Scritto da in Racconti

C’è un pezzo di Grecia sotto ogni città accaldata del sud-est siciliano. Prima delle facciate barocche che stringono le viuzze arroccate di questa parte dell’isola, c’era una volta la visione degli atenesi che primi vi misero la residenza. Se a Modica e a Noto la ricostruzione di fine seicento – rivisitata con le grate panciute e arabeggianti – si fa più intensa, Ragusa conserva il mistero antico degli antenati. Nonostante i dubbi di storici e archeologici, è difficile pensare che la leggendaria Ibla, patria del miele dei poeti, fosse in un posto diverso da qui. Giallastra si sfalda la luce sulle costruzioni abbondanti di Scicli dove i veri fan intravedono il passaggio del commissario Montalbano (che non ha scelto male dove condurre le sue indagini, insomma).
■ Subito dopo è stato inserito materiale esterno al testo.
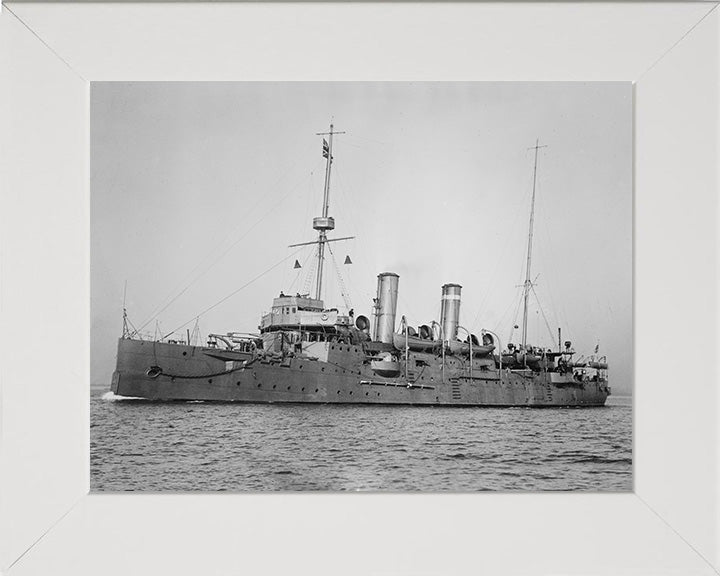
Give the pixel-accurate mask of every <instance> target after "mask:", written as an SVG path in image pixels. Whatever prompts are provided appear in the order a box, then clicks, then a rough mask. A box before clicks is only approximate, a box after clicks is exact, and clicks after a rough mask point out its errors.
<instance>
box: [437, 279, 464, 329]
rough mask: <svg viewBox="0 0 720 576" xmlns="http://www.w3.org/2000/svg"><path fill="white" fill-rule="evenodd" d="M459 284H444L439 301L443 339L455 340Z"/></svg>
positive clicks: (459, 295)
mask: <svg viewBox="0 0 720 576" xmlns="http://www.w3.org/2000/svg"><path fill="white" fill-rule="evenodd" d="M461 290H462V286H460V284H445V285H444V286H443V296H442V301H441V303H440V325H441V326H442V327H443V340H445V341H447V342H451V341H453V340H457V332H458V325H459V324H460V291H461Z"/></svg>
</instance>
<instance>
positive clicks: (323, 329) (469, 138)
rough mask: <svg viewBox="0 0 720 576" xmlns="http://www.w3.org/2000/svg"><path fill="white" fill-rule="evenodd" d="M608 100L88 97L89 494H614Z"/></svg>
mask: <svg viewBox="0 0 720 576" xmlns="http://www.w3.org/2000/svg"><path fill="white" fill-rule="evenodd" d="M632 106H633V93H632V86H631V84H630V83H629V82H93V83H92V85H91V92H90V155H91V162H90V172H91V185H90V233H91V237H90V258H91V271H90V280H91V322H92V325H91V343H90V344H91V358H90V359H91V395H90V444H91V445H90V476H91V490H92V491H95V492H125V491H134V492H218V491H228V492H277V491H287V492H298V491H300V492H305V491H311V492H312V491H315V492H316V491H322V492H346V491H350V492H393V493H399V492H431V493H432V492H461V493H462V492H478V491H500V492H516V491H523V492H527V491H540V492H542V491H590V492H630V491H632V489H633V473H632V468H633V450H632V441H633V433H632V428H633V409H632V393H633V285H632V282H633V274H632V270H633V193H632V189H633V135H632V134H633V132H632V131H633V120H632V118H633V109H632Z"/></svg>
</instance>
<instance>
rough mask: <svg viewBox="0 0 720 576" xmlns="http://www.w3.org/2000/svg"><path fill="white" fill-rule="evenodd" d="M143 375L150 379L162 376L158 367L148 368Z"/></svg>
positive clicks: (158, 367) (161, 372)
mask: <svg viewBox="0 0 720 576" xmlns="http://www.w3.org/2000/svg"><path fill="white" fill-rule="evenodd" d="M145 374H147V375H148V376H150V378H157V377H158V376H160V374H162V368H160V366H150V368H148V370H147V372H145Z"/></svg>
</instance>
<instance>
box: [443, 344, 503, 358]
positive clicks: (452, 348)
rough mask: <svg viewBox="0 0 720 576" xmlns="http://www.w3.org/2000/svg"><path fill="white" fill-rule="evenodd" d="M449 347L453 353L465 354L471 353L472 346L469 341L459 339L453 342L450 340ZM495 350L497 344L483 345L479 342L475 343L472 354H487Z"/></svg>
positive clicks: (486, 355)
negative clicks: (479, 343) (477, 343)
mask: <svg viewBox="0 0 720 576" xmlns="http://www.w3.org/2000/svg"><path fill="white" fill-rule="evenodd" d="M448 348H449V350H450V352H452V353H453V354H462V355H463V356H469V355H470V348H471V346H470V343H469V342H460V341H459V340H453V341H451V342H448ZM493 350H495V346H494V345H493V344H490V345H488V346H481V345H479V344H473V346H472V355H473V356H487V355H488V354H490V353H491V352H492V351H493Z"/></svg>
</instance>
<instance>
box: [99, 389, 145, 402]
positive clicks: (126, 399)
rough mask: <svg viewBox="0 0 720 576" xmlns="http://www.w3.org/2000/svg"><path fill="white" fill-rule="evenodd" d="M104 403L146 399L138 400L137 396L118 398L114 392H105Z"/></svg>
mask: <svg viewBox="0 0 720 576" xmlns="http://www.w3.org/2000/svg"><path fill="white" fill-rule="evenodd" d="M102 399H103V401H104V402H122V401H124V400H145V398H138V397H137V396H118V395H117V394H115V393H114V392H112V391H109V392H105V394H103V395H102Z"/></svg>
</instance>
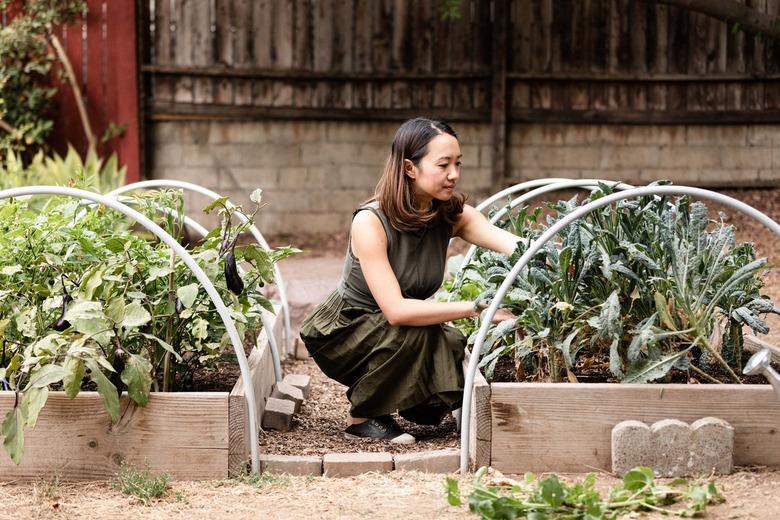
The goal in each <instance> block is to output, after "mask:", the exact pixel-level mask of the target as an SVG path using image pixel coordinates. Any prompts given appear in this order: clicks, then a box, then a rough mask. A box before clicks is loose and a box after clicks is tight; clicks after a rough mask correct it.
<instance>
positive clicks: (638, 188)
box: [460, 186, 780, 474]
mask: <svg viewBox="0 0 780 520" xmlns="http://www.w3.org/2000/svg"><path fill="white" fill-rule="evenodd" d="M645 195H690V196H692V197H697V198H702V199H709V200H712V201H715V202H718V203H720V204H723V205H725V206H728V207H730V208H732V209H735V210H737V211H741V212H742V213H744V214H746V215H747V216H749V217H752V218H754V219H755V220H758V221H759V222H761V223H762V224H764V225H765V226H767V227H768V228H769V229H771V230H772V231H774V233H775V234H776V235H778V236H780V224H778V223H777V222H775V221H774V220H772V219H771V218H769V217H768V216H766V215H765V214H763V213H761V212H760V211H758V210H757V209H755V208H754V207H753V206H750V205H749V204H745V203H744V202H742V201H739V200H737V199H734V198H731V197H729V196H727V195H723V194H720V193H716V192H713V191H709V190H705V189H702V188H692V187H689V186H645V187H642V188H633V189H630V190H625V191H622V192H619V193H612V194H610V195H606V196H604V197H602V198H600V199H597V200H594V201H591V202H589V203H588V204H585V205H584V206H580V207H579V208H577V209H576V210H574V211H572V212H571V213H569V214H568V215H566V216H565V217H563V218H562V219H561V220H559V221H558V222H556V223H555V224H554V225H552V226H550V227H549V228H548V229H547V230H546V231H545V232H544V233H542V235H541V236H540V237H539V238H538V239H537V240H534V241H533V242H532V243H531V244H530V245H529V247H528V250H527V251H526V252H525V253H523V256H521V257H520V259H519V260H518V261H517V263H515V265H514V266H513V267H512V270H511V271H510V272H509V274H508V275H507V277H506V278H505V279H504V282H503V283H502V284H501V286H500V287H499V288H498V290H497V291H496V295H495V296H494V298H493V301H491V302H490V305H489V306H488V308H487V309H486V310H485V311H484V312H483V314H482V316H481V318H480V319H481V324H480V327H479V332H478V333H477V338H476V341H475V342H474V347H473V348H472V350H471V357H470V358H469V365H468V368H467V371H466V378H465V382H464V386H463V407H462V413H463V414H464V415H462V420H461V436H460V472H461V474H466V473H467V472H468V467H469V435H470V433H471V432H470V430H471V422H470V420H471V392H472V389H473V386H474V376H475V374H476V372H477V366H478V365H479V354H480V350H481V349H482V345H483V344H484V342H485V338H486V337H487V333H488V329H490V324H491V321H492V320H493V316H495V314H496V311H497V310H498V308H499V306H500V305H501V303H502V301H503V299H504V296H506V293H507V292H508V291H509V288H510V287H511V286H512V284H513V283H514V281H515V279H516V278H517V275H518V274H520V271H522V270H523V269H524V268H525V267H526V266H527V265H528V263H529V262H530V261H531V260H532V259H533V257H534V255H535V254H536V253H537V252H538V251H539V250H540V249H541V248H542V247H544V245H545V244H547V242H549V241H550V240H552V239H553V238H554V237H555V235H557V234H558V233H559V232H560V231H561V230H562V229H563V228H565V227H566V226H568V225H569V224H571V223H572V222H574V221H576V220H579V219H581V218H582V217H584V216H585V215H587V214H589V213H590V212H592V211H594V210H597V209H599V208H602V207H604V206H607V205H609V204H612V203H613V202H617V201H619V200H623V199H629V198H636V197H642V196H645Z"/></svg>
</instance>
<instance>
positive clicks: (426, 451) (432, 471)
mask: <svg viewBox="0 0 780 520" xmlns="http://www.w3.org/2000/svg"><path fill="white" fill-rule="evenodd" d="M394 460H395V469H396V470H404V471H423V472H426V473H452V472H454V471H457V470H458V467H459V466H460V451H459V450H458V449H456V448H447V449H443V450H431V451H421V452H417V453H399V454H397V455H396V456H395V457H394Z"/></svg>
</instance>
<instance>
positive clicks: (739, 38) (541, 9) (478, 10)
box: [143, 0, 780, 177]
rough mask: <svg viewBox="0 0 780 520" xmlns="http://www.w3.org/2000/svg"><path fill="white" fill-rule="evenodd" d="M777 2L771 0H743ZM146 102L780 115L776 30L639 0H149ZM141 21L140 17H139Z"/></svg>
mask: <svg viewBox="0 0 780 520" xmlns="http://www.w3.org/2000/svg"><path fill="white" fill-rule="evenodd" d="M747 2H748V3H749V4H750V5H752V6H753V7H755V8H757V9H759V10H762V11H765V12H768V13H772V14H778V13H780V0H747ZM144 7H145V16H146V19H147V20H148V26H149V28H150V31H149V34H148V35H147V36H148V37H147V39H146V49H147V53H146V56H147V57H146V60H145V64H144V65H143V71H144V74H145V76H146V79H147V86H148V87H147V88H148V89H149V93H150V98H149V104H148V116H149V117H150V118H152V119H156V120H164V119H178V118H234V119H265V118H313V119H351V120H352V119H354V120H365V119H369V120H377V119H391V120H398V119H405V118H408V117H410V116H414V115H418V114H427V115H431V116H434V117H444V118H447V119H452V120H460V121H484V122H491V123H492V124H493V129H494V140H495V142H496V143H497V144H496V149H495V150H494V154H493V160H494V172H496V175H497V176H499V177H500V175H501V173H500V172H502V171H504V170H505V161H504V153H503V145H502V143H504V142H505V138H506V127H507V124H509V123H511V122H532V121H550V122H575V123H593V122H615V123H638V124H648V123H671V124H676V123H705V124H706V123H721V124H722V123H748V122H764V123H779V122H780V42H778V41H768V40H763V39H761V38H756V37H752V36H749V35H746V34H744V33H743V32H741V31H733V30H732V29H731V28H730V27H728V26H727V24H726V23H724V22H720V21H717V20H715V19H712V18H709V17H707V16H705V15H701V14H698V13H695V12H692V11H687V10H684V9H680V8H676V7H669V6H666V5H663V4H656V3H655V2H652V1H638V0H482V1H480V0H462V2H461V17H460V18H459V19H457V20H445V19H443V16H442V12H441V0H256V1H250V0H146V1H145V2H144ZM145 25H146V24H145Z"/></svg>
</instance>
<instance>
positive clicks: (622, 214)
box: [445, 185, 780, 383]
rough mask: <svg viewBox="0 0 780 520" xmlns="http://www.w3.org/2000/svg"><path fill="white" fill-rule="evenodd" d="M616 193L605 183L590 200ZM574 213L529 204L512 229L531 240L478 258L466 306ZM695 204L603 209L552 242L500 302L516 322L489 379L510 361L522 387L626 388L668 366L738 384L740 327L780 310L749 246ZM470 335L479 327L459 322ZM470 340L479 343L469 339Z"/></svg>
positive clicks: (499, 324)
mask: <svg viewBox="0 0 780 520" xmlns="http://www.w3.org/2000/svg"><path fill="white" fill-rule="evenodd" d="M610 192H611V188H610V187H609V186H606V185H605V186H602V187H601V190H600V191H597V192H595V193H594V194H592V195H591V197H590V199H587V200H586V202H589V201H590V200H594V199H596V198H599V197H602V196H604V195H605V194H607V193H610ZM577 207H578V202H577V200H576V199H571V200H568V201H561V202H558V203H557V204H553V205H551V206H550V207H549V208H548V209H549V210H551V211H552V215H549V216H548V217H547V220H546V222H545V223H542V222H540V221H539V220H540V218H539V217H540V214H541V213H540V212H541V209H539V208H537V209H536V210H534V211H530V210H529V209H528V208H521V209H520V210H519V211H518V212H517V214H515V215H514V216H513V217H512V218H511V219H510V220H509V221H508V222H507V225H509V226H510V227H511V228H513V231H514V232H515V233H517V234H518V235H520V236H522V237H524V238H525V239H526V241H525V242H521V243H520V244H518V249H517V250H516V251H515V253H514V254H513V255H512V256H511V257H506V256H504V255H500V254H496V253H493V252H490V251H481V252H478V254H477V257H476V261H475V262H474V263H472V264H471V265H469V266H466V268H465V270H464V274H463V276H462V277H461V278H460V279H457V280H451V281H449V282H448V283H447V284H445V289H447V290H448V291H450V292H453V293H454V296H455V297H456V298H459V299H474V298H483V299H484V298H491V297H492V296H493V295H494V294H495V291H496V289H497V288H498V286H499V285H500V284H501V283H502V282H503V280H504V279H505V277H506V275H507V274H508V272H509V270H510V269H511V266H512V265H513V264H514V263H515V262H516V261H517V259H518V258H519V257H520V255H522V253H523V252H524V251H525V250H526V249H527V244H528V243H530V242H531V241H533V240H535V239H536V238H538V236H539V235H540V234H541V233H542V232H543V231H544V230H545V229H547V228H548V227H549V226H550V225H552V224H554V223H555V222H557V221H558V220H559V219H560V218H562V217H563V216H565V215H567V214H569V213H570V212H572V211H574V210H575V209H576V208H577ZM708 214H709V212H708V210H707V207H706V205H704V204H703V203H701V202H692V201H691V200H690V199H689V198H688V197H678V198H674V199H670V198H669V197H654V196H650V197H643V198H640V199H636V200H624V201H621V202H618V203H617V204H616V205H614V206H608V207H604V208H602V209H600V210H596V211H594V212H592V213H590V214H589V215H587V216H586V217H585V218H583V219H581V220H579V221H577V222H575V223H572V224H571V225H569V226H567V228H566V229H564V230H563V231H562V232H561V233H559V235H558V236H557V237H556V238H555V240H553V241H551V242H549V243H548V244H546V245H545V246H544V247H543V248H542V249H541V250H540V251H539V252H538V253H537V254H536V255H535V257H534V258H533V260H532V261H531V263H530V264H529V265H528V267H527V268H526V269H525V270H524V271H523V273H521V275H520V276H519V277H518V278H517V279H516V280H515V282H514V284H513V287H512V289H511V290H510V291H509V293H508V294H507V295H506V298H505V301H504V304H505V305H506V306H507V307H508V308H509V309H510V310H512V311H513V312H514V313H515V315H516V316H517V317H518V318H517V319H516V320H511V321H507V322H504V323H501V324H498V325H497V326H495V327H493V328H492V330H491V332H490V334H489V335H488V337H487V340H486V341H485V343H484V345H483V350H482V354H483V355H484V358H483V359H482V366H483V368H484V370H485V372H486V375H487V376H488V377H490V376H491V375H492V372H493V370H494V368H495V366H496V364H497V362H498V361H499V359H500V358H501V357H502V356H510V355H511V356H513V357H514V360H515V364H516V369H517V373H518V374H519V375H520V376H521V377H518V379H522V378H530V379H537V380H538V379H548V378H549V379H551V380H553V381H560V380H562V379H564V378H567V379H568V380H571V381H577V380H579V379H578V377H583V375H587V374H588V373H591V372H593V371H595V372H599V371H600V372H601V373H607V374H609V377H611V378H614V379H616V380H618V381H621V382H628V383H645V382H650V381H655V380H659V379H663V378H666V377H667V376H668V375H669V374H670V372H671V371H672V369H677V370H681V371H685V372H688V373H690V374H692V375H693V376H695V377H696V378H698V379H700V380H703V381H707V382H740V378H739V376H738V374H739V373H740V372H741V368H742V362H743V361H742V356H741V353H742V349H743V346H742V327H743V325H746V326H749V327H751V328H752V329H753V331H754V332H756V333H766V332H768V330H769V329H768V326H767V324H766V322H765V321H764V316H765V314H767V313H780V309H778V308H777V307H775V306H774V304H773V303H772V301H771V300H769V299H768V298H766V297H764V296H762V295H761V294H760V289H761V287H762V286H763V283H762V281H761V279H760V277H759V273H760V272H761V271H762V270H763V269H764V267H765V265H766V260H765V259H756V254H755V250H754V248H753V245H752V244H737V243H736V239H735V235H734V229H733V227H732V226H728V225H726V224H724V222H723V216H722V215H721V216H720V218H719V219H717V220H711V219H710V218H709V216H708ZM461 327H462V329H463V330H464V331H465V332H466V333H472V332H473V331H474V329H475V323H474V322H470V323H469V322H466V323H463V322H462V323H461ZM472 339H473V338H472Z"/></svg>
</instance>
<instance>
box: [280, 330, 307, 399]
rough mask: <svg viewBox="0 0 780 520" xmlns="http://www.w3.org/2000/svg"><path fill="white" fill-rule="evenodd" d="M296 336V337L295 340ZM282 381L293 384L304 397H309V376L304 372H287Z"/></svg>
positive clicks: (306, 398) (288, 384) (285, 383)
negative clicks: (294, 372)
mask: <svg viewBox="0 0 780 520" xmlns="http://www.w3.org/2000/svg"><path fill="white" fill-rule="evenodd" d="M297 339H298V338H296V340H297ZM282 383H285V384H288V385H290V386H293V387H295V388H297V389H299V390H300V391H301V393H302V394H303V398H304V399H308V398H309V393H310V392H311V376H307V375H306V374H287V375H286V376H284V379H283V380H282Z"/></svg>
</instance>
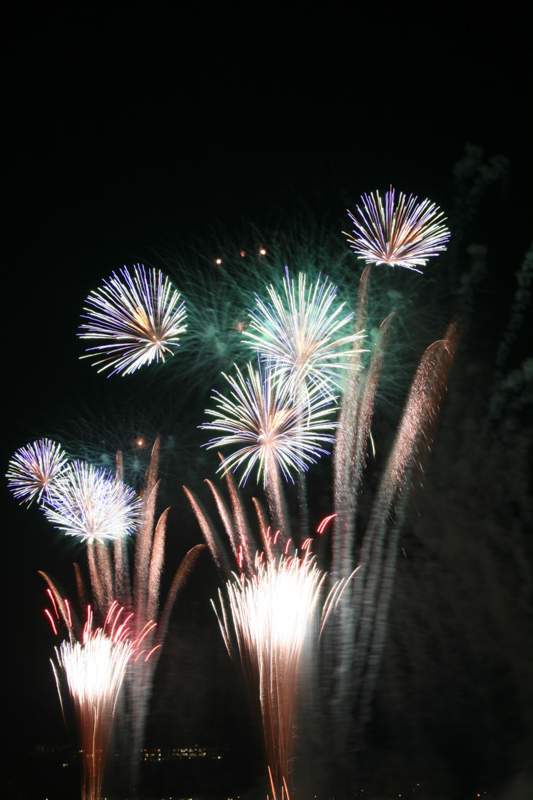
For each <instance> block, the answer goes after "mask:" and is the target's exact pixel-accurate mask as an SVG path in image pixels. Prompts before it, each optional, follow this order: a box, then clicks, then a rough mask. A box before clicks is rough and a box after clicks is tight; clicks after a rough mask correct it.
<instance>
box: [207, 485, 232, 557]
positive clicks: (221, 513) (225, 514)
mask: <svg viewBox="0 0 533 800" xmlns="http://www.w3.org/2000/svg"><path fill="white" fill-rule="evenodd" d="M205 483H207V485H208V486H209V488H210V490H211V494H212V495H213V497H214V498H215V503H216V507H217V511H218V515H219V517H220V519H221V520H222V524H223V526H224V530H225V531H226V535H227V537H228V541H229V543H230V546H231V550H232V552H233V556H234V558H235V560H236V561H238V559H239V537H238V535H237V533H236V531H235V525H234V524H233V518H232V516H231V514H230V512H229V509H228V507H227V505H226V502H225V500H224V498H223V497H222V495H221V494H220V492H219V491H218V489H217V487H216V486H215V484H214V483H213V481H210V480H208V479H206V480H205ZM218 566H220V565H218Z"/></svg>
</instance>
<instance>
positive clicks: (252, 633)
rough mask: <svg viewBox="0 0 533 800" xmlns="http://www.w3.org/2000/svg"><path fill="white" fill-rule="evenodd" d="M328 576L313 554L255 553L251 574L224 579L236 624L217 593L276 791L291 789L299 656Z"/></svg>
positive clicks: (234, 618)
mask: <svg viewBox="0 0 533 800" xmlns="http://www.w3.org/2000/svg"><path fill="white" fill-rule="evenodd" d="M324 579H325V573H323V572H322V571H321V570H319V569H318V567H317V566H316V564H315V562H314V561H313V560H312V559H311V558H307V557H304V558H302V559H299V558H290V557H284V556H282V557H281V558H280V559H279V560H277V561H273V562H270V563H267V564H264V563H263V562H262V560H261V559H259V558H257V559H256V572H255V574H254V575H253V576H252V578H251V579H247V578H244V576H242V577H241V578H237V577H236V576H234V579H233V580H230V581H228V583H227V584H226V589H227V596H228V604H229V610H230V615H231V623H232V625H231V624H230V620H229V618H228V615H227V613H226V610H225V605H224V601H223V599H222V594H221V593H219V597H220V605H221V613H220V614H218V612H217V616H218V618H219V623H220V628H221V631H222V635H223V637H224V642H225V644H226V647H227V649H228V652H229V654H230V656H231V657H232V658H235V655H236V654H235V648H234V637H235V639H236V642H237V650H238V659H239V661H240V664H241V667H242V671H243V674H244V679H245V681H246V683H247V685H248V689H249V692H250V696H251V698H252V702H253V704H254V706H255V707H256V709H257V710H258V712H259V714H260V718H261V720H262V727H263V735H264V746H265V754H266V760H267V765H268V770H269V774H270V779H271V785H272V791H273V793H274V797H276V796H278V797H281V796H282V793H283V792H288V791H289V788H291V789H292V784H293V760H294V729H295V725H296V719H297V699H298V698H297V694H298V686H299V683H300V675H301V667H302V664H301V662H302V658H303V654H304V644H305V641H306V639H307V637H308V636H309V635H310V634H312V632H313V629H314V625H315V621H316V612H317V610H318V606H319V603H320V593H321V589H322V585H323V582H324ZM216 610H217V609H216V607H215V611H216Z"/></svg>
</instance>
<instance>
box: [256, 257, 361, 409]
mask: <svg viewBox="0 0 533 800" xmlns="http://www.w3.org/2000/svg"><path fill="white" fill-rule="evenodd" d="M283 288H284V297H283V296H282V295H280V294H279V293H278V292H276V290H275V288H274V286H272V285H270V286H269V287H267V292H268V295H269V298H270V303H268V304H266V303H264V302H263V300H261V298H260V297H258V296H257V295H256V301H257V310H256V311H255V312H252V313H251V314H250V316H251V323H250V330H246V331H244V336H245V337H246V339H247V340H248V342H249V344H251V345H252V346H253V347H254V348H255V349H256V350H257V351H258V352H259V354H260V355H261V358H262V359H264V360H269V361H270V362H271V363H272V364H273V366H274V376H275V379H276V380H277V381H286V380H288V381H289V382H290V384H291V386H292V387H293V390H294V391H295V392H302V391H304V392H305V391H306V389H307V387H309V386H310V387H312V388H313V389H316V390H318V391H319V392H323V393H324V394H326V395H327V396H331V395H332V394H333V393H334V391H335V390H336V389H337V388H338V383H339V379H340V371H341V370H342V369H346V368H347V367H348V363H347V362H346V357H347V356H349V355H350V353H351V352H352V346H353V343H354V341H355V340H356V339H358V338H360V336H361V334H351V335H346V336H342V335H340V333H339V332H340V330H341V329H342V328H344V327H345V326H346V325H347V323H348V322H349V321H350V320H351V319H352V317H353V313H350V314H347V315H345V316H343V315H342V314H341V312H342V310H343V307H344V303H342V304H341V305H339V306H337V308H336V309H334V307H333V303H334V300H335V298H336V295H337V287H336V286H334V285H333V284H331V283H330V282H329V279H328V278H326V279H325V280H321V279H320V278H318V280H317V281H316V282H315V283H314V284H310V285H309V287H307V284H306V276H305V275H304V274H303V273H300V274H299V275H298V288H297V289H296V287H295V284H294V280H291V279H290V276H289V270H288V268H286V271H285V280H284V282H283ZM343 359H344V361H343Z"/></svg>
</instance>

Un tripudio di riflessi sui mattoni terrosi accomuna per atmosfera ogni città e per scovare perle nascoste bisogna guardare negli interstizi. Io nella chiesa di Santa Chiara a Noto ho trovato una Madonna dallo sguardo ancora più dolce nel mezzo delle colonne arricciate; a Ibla commuove incontrare il portale di San Giorgio, l’unico sopravvissuto al terremoto del 1693.